Kurt Schteck of City Tools recently interviewed Trey Harrell of iPhone Geek, getting his perspective on buzz and industry considerations surrounding the super-hyped launch.

Click here to read the whole interview 

From the interview:

Schteck - Often with “all in one” products, there is the widespread perception that when you combine a bunch of different features into one machine, there is brutal tradeoff somewhere. For example with the advent of printer-copier-scanner-faxes, many people feel that there is a “functionality sacrifice” in one of the features. With regards to the iPhone being a phone, internet browser, iPod and camera, do you think there will be a similar “functionality sacrifice” somewhere?
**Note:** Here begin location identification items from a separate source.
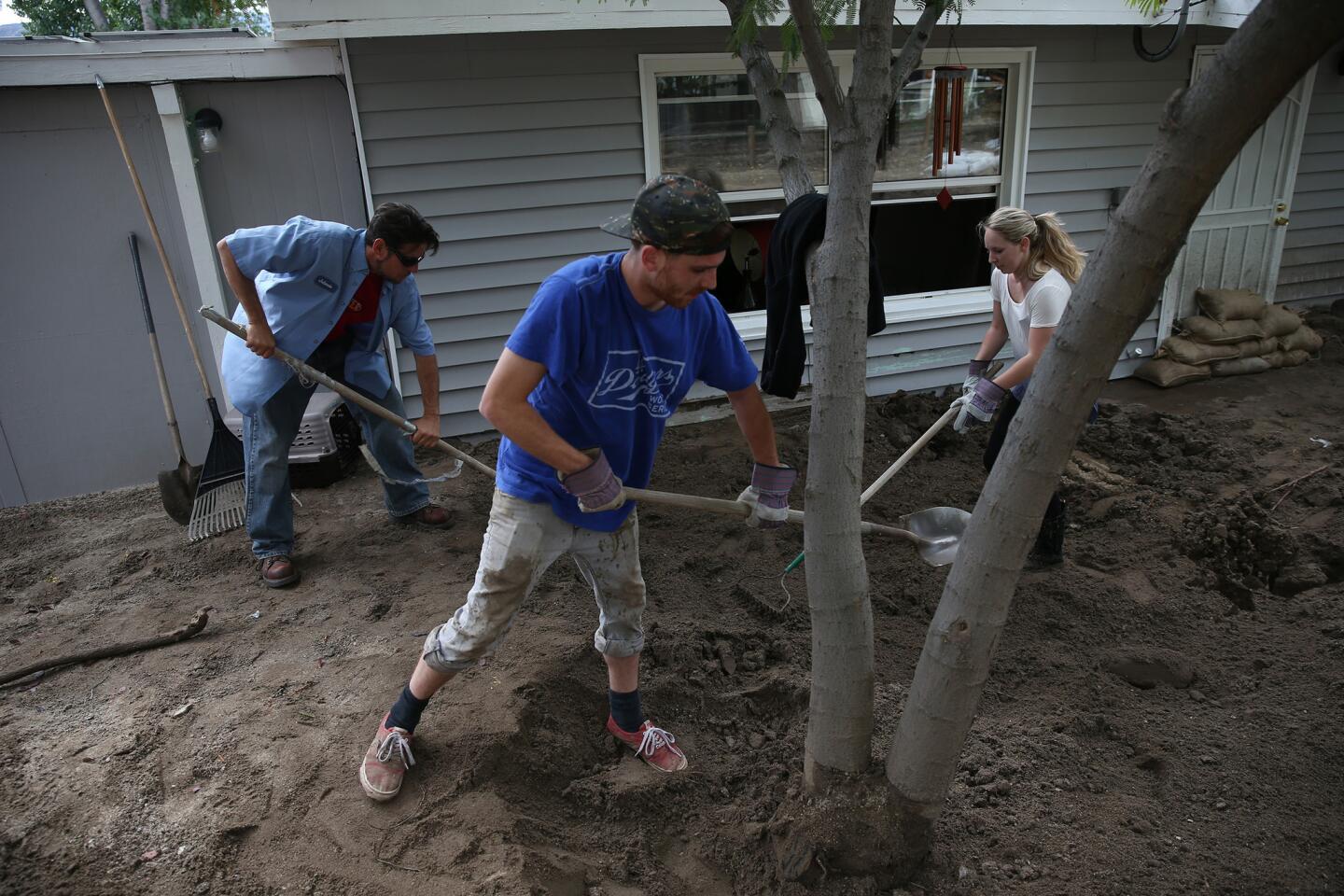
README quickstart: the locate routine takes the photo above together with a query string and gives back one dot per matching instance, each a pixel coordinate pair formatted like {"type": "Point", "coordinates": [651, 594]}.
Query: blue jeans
{"type": "Point", "coordinates": [266, 438]}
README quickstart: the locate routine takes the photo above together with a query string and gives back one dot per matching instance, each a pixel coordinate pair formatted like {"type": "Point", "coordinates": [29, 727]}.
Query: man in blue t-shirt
{"type": "Point", "coordinates": [327, 293]}
{"type": "Point", "coordinates": [582, 392]}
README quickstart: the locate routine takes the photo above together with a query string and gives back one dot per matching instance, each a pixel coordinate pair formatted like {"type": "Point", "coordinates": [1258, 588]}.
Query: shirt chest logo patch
{"type": "Point", "coordinates": [632, 381]}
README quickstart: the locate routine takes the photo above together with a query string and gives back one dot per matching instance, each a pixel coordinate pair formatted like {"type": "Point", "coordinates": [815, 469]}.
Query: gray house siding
{"type": "Point", "coordinates": [519, 146]}
{"type": "Point", "coordinates": [287, 148]}
{"type": "Point", "coordinates": [1312, 271]}
{"type": "Point", "coordinates": [79, 407]}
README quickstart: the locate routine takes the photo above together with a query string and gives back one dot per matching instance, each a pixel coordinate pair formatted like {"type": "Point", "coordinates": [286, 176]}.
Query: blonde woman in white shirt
{"type": "Point", "coordinates": [1035, 265]}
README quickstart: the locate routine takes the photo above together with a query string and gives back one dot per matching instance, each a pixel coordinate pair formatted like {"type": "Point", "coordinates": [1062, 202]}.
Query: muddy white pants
{"type": "Point", "coordinates": [522, 541]}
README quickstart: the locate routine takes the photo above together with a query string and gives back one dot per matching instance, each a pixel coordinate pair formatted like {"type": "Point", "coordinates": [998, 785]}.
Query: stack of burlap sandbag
{"type": "Point", "coordinates": [1238, 333]}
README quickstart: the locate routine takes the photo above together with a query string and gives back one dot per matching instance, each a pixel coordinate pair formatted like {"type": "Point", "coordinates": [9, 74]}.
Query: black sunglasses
{"type": "Point", "coordinates": [409, 260]}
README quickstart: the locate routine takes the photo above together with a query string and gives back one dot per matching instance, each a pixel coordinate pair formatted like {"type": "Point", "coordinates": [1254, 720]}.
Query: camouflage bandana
{"type": "Point", "coordinates": [677, 214]}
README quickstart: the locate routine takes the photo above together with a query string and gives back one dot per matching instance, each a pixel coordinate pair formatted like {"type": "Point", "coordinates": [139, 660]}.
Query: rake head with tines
{"type": "Point", "coordinates": [220, 500]}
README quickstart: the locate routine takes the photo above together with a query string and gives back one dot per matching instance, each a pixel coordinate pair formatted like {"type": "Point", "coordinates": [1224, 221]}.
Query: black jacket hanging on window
{"type": "Point", "coordinates": [801, 223]}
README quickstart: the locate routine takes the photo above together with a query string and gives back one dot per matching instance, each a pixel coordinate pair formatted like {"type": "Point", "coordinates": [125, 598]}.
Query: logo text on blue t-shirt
{"type": "Point", "coordinates": [632, 381]}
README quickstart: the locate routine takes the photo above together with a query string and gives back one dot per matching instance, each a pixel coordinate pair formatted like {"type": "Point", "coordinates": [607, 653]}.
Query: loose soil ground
{"type": "Point", "coordinates": [1166, 712]}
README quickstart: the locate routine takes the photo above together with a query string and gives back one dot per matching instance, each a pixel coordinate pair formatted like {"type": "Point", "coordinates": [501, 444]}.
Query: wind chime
{"type": "Point", "coordinates": [949, 105]}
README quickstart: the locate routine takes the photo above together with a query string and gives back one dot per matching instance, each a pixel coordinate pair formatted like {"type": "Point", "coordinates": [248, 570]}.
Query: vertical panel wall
{"type": "Point", "coordinates": [79, 406]}
{"type": "Point", "coordinates": [1313, 257]}
{"type": "Point", "coordinates": [519, 146]}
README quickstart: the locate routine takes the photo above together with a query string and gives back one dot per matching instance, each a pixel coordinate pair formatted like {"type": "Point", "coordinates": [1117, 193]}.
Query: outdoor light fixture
{"type": "Point", "coordinates": [207, 124]}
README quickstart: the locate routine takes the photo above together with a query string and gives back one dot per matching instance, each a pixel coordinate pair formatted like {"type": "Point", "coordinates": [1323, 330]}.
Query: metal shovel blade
{"type": "Point", "coordinates": [940, 532]}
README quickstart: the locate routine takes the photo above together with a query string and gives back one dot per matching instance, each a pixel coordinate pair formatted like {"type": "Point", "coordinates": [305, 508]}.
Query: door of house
{"type": "Point", "coordinates": [1237, 239]}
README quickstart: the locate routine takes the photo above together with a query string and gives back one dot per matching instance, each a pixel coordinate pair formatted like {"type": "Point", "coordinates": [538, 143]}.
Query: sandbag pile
{"type": "Point", "coordinates": [1238, 333]}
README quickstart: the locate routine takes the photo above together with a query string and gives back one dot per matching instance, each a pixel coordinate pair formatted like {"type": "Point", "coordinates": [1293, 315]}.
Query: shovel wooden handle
{"type": "Point", "coordinates": [742, 510]}
{"type": "Point", "coordinates": [739, 510]}
{"type": "Point", "coordinates": [153, 231]}
{"type": "Point", "coordinates": [344, 391]}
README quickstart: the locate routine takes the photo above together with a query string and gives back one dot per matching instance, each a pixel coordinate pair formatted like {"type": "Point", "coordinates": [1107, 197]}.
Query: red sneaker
{"type": "Point", "coordinates": [653, 746]}
{"type": "Point", "coordinates": [386, 762]}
Which feature do you think will take the hit ?

Harrell - I think that there’s a touch of functionality sacrifice — but mostly over Apple’s nigh legendary usability standards, and political dealings with AT&T. Convergence devices generally fail because they try to do too much, instead of providing an outstanding experience with reduced functionality.

I also think that the lack of instant messaging and application development have more to do with protecting AT&T’s cash cows ($0.15 per text message comes to mind, as does Skype)

The phone has wifi and unix underpinnings. With a true development kit, it would be reasonably simple to get skype working on it, and there’s no way AT&T would go for it.